Actually, I've thought about this and I'm not completely sure that you are correct in regards to this. Yes, Hughes might be less dependent on ethnic/immigrant voters than Wilson was, but at the same time, this might be compensated by a desire to be tough on Germany--including in the postwar peace negotiations. Indeed, please keep in mind that people such as Senator Henry Cabot Lodge wanted unconditional surrender from Germany rather than an armistice. In turn, if Hughes acquires a similar mentality, he could be advocating harsh peace terms for Germany not so much to benefit countries such as Poland but to harm and cripple Germany.

If a League of Nations emerges, it probably won't include Article X, so may stand a better chance of Senate approval.

Agreed. Also, we could see a U.S.-British-French alliance in the interwar period in this TL; after all, even Senator Lodge supported this but Wilson didn't pursue it in our TL--instead focusing on his unsuccessful League of Nations fight.
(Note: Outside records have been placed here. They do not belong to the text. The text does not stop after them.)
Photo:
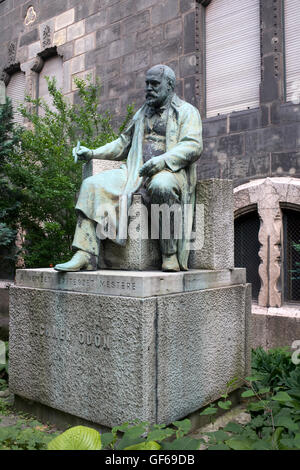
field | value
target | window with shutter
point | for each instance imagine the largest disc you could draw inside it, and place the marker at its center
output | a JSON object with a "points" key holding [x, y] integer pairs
{"points": [[16, 91], [52, 68], [232, 56], [292, 49]]}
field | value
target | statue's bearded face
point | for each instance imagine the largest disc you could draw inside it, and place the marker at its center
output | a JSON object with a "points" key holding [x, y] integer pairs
{"points": [[157, 89]]}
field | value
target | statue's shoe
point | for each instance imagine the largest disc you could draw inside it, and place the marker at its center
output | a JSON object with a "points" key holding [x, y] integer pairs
{"points": [[170, 264], [80, 261]]}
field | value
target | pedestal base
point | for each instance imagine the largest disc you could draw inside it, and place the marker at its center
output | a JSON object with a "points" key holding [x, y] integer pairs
{"points": [[133, 352]]}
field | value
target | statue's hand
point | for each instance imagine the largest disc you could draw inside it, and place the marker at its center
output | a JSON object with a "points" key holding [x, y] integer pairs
{"points": [[83, 153], [153, 166]]}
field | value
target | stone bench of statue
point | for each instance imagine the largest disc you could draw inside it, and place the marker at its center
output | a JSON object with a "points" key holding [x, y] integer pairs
{"points": [[161, 146], [212, 233]]}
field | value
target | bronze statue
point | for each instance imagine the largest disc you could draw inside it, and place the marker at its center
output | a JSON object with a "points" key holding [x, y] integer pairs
{"points": [[161, 145]]}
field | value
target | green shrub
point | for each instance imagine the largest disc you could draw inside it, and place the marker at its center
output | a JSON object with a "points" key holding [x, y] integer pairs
{"points": [[42, 172]]}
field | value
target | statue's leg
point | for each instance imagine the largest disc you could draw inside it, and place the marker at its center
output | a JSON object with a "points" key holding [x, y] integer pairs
{"points": [[164, 188], [85, 241]]}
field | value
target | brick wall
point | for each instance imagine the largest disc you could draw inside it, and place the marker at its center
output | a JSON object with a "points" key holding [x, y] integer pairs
{"points": [[120, 39]]}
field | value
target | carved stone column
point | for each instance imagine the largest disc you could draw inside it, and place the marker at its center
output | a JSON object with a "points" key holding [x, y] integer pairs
{"points": [[268, 195]]}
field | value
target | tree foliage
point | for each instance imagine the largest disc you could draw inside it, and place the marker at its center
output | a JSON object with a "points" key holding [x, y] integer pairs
{"points": [[9, 204], [43, 173]]}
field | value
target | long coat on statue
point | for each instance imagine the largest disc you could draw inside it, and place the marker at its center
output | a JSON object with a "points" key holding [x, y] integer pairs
{"points": [[114, 188]]}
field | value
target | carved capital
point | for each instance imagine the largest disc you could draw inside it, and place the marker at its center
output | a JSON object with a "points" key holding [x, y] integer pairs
{"points": [[205, 3], [5, 77], [38, 64], [46, 37], [12, 52]]}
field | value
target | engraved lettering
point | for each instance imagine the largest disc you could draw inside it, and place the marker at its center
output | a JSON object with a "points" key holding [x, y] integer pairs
{"points": [[97, 341], [106, 342], [81, 338]]}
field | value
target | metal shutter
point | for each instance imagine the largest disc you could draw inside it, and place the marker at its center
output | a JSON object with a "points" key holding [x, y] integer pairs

If TR is Sec of War then you might get Leonard Wood leading the AEF instead of Pershing. But again it's not obvious that there'd be a lot changed.

Could Wood be more tolerant of having U.S. troops in foreign military units?

The big change probably comes postwar. Assuming the war still drives up the cost of living as OTL, Hughes will stand little chance of re-election. So we could see Democratic administrations through the 1920s. It's anybody's guess who the Presidents would be and what they'd do, but there's an outside chance that their financial policies might be different enough that the Wall street Crash is butterflied.

Agreed with all of this.
 

CaliGuy

Banned
BTW, Wilson's plurality in CA was only abt 3,800, not 18,000.

And Hughes' campaign was already in trouble even before he went to CA, due to his lacklustre speaking style and his vagueness about policies. Warren Harding was probably right when he said that Hughes would have some better to just stay at home and do a few carefully managed press conferences - as Harding himself was to do four years later - rather than stumping the country.
Or Hughes could have picked a running mate from California.

However, please keep in mind that Hughes was lucky enough as it was; after all, while he lost CA and NH, he managed to win MN by a narrower margin than he lost CA by.
 
Or Hughes could have picked a running mate from California.

Provided that dropping Fairbanks didn't cost him Indiana and/or Minnesota. If he lost either of those then even winning CA wouldn't save him.

Conversely, Ex-Senator Theodore Burton of Ohio later expressed the view that had he been chosen as VP (I understand he was offered it but his idiot of a Secretary turned it down w/o consulting him) they would have carried the state, in which case CA's vote would not have been needed. Of course, given the margin of Wilson's win there, this may have been wishful thinking.


However, please keep in mind that Hughes was lucky enough as it was; after all, while he lost CA and NH, he managed to win MN by a narrower margin than he lost CA by.

Indeed. Given the mess that the Republican party was still in, they did well to come as close as they did. Perhaps if TR had been considerate enough to die three years sooner - -?